Passam-se os anos e a gente amadurece. Repensa as atitudes, revê aquilo que pode ser melhorado, revisita cada momento analisando o que de errado aconteceu. Queremos ser pessoas melhores. Aprender é, inexoravelmente, ato contínuo.
 
Daí que meu casamento, terminado há pouco mais de 2 anos, entrou também nesta seara de avaliação. Ora, e como não? Evoluir no novo “a dois” é tarefa fundamental para evitar criar gatos numa quitinete. E olhe que eu nem gosto de gato.
 
Raciocinei-me todo e cheguei até o ponto exato em que havia a evidência clara de que o casamento não era assim uma boa ideia. O ponto chave. Aquele que, a partir dali, seria ladeira abaixo, na banguela e sem freio. Tivesse eu percebido os sinais que o universo tão meticulosamente me jogava na cara, tudo seria diferente.
Conto como assim foi.
 
 
Chegava eu ao cartório da cidade de Santana de Parnaíba para perguntar sobre os trâmites necessários para poder contrair matrimônio. Se precisava agendar hora, quais os documentos, quantas testemunhas, e mais o que fosse exigido. Segui as setas que indicavam o caminho, peguei uma senha e esperei. Havia apenas um escrivão atendendo. Na mesa com ele, 3 pessoas: uma menina, a mãe dela e um garoto.
 
– Eles vieram aqui pra casar, senhor, iniciou, impaciente e resoluta, a matriarca, segurando a filha pelo braço.
– Entendo.
– Eu preciso que o senhor me diga o que precisa para que eles casem.
 
A cena das caras de pavor dos dois garotos contrastadas com a raiva latente da doída mãe era um tanto cômica. O garoto, coitado, tremia apavorado. Sequer tinha tirado o boné em momento tão importante de sua vida: seu casamento.
 
Continuou o escrivão.
 
– Aqui nós temos a lista de documentos necessários para que o casamento possa ser realizado, e entregou uma folha de papel para a senhora em sua frente.

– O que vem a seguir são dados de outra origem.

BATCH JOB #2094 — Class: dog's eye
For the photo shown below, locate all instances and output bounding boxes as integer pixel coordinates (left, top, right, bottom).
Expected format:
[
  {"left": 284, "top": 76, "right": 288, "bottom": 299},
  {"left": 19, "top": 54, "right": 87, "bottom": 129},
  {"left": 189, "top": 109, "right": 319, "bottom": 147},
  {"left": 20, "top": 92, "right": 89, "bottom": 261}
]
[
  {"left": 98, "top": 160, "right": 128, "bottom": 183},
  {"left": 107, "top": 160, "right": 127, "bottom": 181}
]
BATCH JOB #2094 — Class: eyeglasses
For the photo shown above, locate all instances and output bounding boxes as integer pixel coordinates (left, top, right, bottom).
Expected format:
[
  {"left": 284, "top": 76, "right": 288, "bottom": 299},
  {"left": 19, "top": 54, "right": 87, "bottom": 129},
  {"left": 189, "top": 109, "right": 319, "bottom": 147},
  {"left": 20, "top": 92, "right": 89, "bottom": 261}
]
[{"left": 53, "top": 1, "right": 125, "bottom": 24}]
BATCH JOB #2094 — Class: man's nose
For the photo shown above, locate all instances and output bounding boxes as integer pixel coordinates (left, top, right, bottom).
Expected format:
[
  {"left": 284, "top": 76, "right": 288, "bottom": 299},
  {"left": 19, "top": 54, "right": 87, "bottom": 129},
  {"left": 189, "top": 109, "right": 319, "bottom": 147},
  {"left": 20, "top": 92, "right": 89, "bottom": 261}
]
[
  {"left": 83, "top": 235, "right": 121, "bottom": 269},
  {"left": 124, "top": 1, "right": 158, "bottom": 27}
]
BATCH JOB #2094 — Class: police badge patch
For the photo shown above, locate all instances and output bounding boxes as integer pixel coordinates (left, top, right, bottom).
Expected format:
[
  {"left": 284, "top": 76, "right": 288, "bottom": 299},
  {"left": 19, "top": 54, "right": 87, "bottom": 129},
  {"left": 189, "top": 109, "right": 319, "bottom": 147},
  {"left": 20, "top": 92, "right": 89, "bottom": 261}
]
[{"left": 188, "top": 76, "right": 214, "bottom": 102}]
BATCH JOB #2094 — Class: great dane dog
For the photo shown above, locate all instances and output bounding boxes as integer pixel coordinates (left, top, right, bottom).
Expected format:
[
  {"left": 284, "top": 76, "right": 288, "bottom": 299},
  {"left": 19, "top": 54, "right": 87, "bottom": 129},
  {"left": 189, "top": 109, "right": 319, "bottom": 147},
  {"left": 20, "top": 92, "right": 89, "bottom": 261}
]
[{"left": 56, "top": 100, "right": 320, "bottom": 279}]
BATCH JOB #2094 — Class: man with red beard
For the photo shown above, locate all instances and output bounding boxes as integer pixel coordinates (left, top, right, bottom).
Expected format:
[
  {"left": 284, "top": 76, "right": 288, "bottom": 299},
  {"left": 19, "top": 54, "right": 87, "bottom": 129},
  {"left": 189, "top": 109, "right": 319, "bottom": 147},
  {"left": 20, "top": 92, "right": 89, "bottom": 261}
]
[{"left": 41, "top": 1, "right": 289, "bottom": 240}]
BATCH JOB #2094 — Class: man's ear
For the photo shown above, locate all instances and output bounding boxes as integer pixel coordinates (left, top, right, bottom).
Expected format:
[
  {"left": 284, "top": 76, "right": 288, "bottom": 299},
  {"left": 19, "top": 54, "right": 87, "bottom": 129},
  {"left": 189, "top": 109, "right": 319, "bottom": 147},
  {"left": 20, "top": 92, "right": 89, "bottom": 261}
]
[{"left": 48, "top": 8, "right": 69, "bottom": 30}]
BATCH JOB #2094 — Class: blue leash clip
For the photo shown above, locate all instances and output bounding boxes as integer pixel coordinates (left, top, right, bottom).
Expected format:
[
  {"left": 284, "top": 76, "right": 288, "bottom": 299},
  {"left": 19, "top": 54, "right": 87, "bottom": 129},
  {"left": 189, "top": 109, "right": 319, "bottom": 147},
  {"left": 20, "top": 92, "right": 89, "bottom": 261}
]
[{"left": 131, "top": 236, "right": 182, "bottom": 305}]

– Pois a gente vai é agora buscar tudo. A gente volta e já casa agora mesmo.
 
O camaradinha lá todo trancado. Não passava nada. A menina, de cabeça baixa e sem trocar um olhar com o mundo fora de seus joelhos.
 
– A senhora vai me desculpar, mas tem um problema aqui…
– Problema? Não tem problema nenhum! O senhor vai casar estes dois é hoje mesmo.
– Então, senhora. Eu até poderia, mas apenas se os dois quiserem realmente casar. Tem que ser consentido pelo casal.
– Eles querem e vão!
– Vocês querem, realmente, casar? Virou o escrivão para os pombinhos.
– Querem!
– Não, senhora. Eles é que têm que responder.
 
Ela apertou com força o braço da menina, que continuou com os olhos fixos, imóvel, nos joelhos. O rapaz olhava para fora, como se aquilo tudo ali nem fosse com ele. Silêncio total, quebrado, uma vez mais, pelo escrivão.
 
– Infelizmente, senhora, eu não vou poder realizar este casamento.
 
Agora, por mais que eu tente, jamais poderei descrever com exatidão a alegria estampada na cara do rapazote. Sua expressão saiu da apreensão da morte ao êxtase da vida eterna. Naquele instante, por dentro, ele reagia tal qual um funcionário desmotivado, preso num emprego medíocre e odiado pelo chefe que descobrira ter ganhado sozinho na Mega da Virada. Sabe como você reagiria? Quebrando a porra toda, pirocóptero e os caralho, #chupasociedade? Ele estava assim, mas por dentro. Por fora, o maior sorriso que um ser humano poderia exibir. E a menina era, finalmente, mais do que joelhos.
 
A senhora pôs-se, então, de pé e seguiu para fora pisando firme, resmungando, até que eu não mais pudesse vê-la. O casal, recém-saído das fraldas, se olha com alegria e alívio. Escaparam do maior castigo existente por um simples sexo adolescente.
 
 
A tela apita a minha senha. Tudo era um pouco surreal naquele momento. Não importa aqui a sua crença, fé, se acredita em destino, magia ou casualidade. A partir daquele instante, aos que acompanharam tal espetáculo, instalava-se a zica do casamento. Estava zicado, bicho. Assim, simples. Porque nenhuma história pode prosperar quando a vitória do casamento evitado é tão acachapante.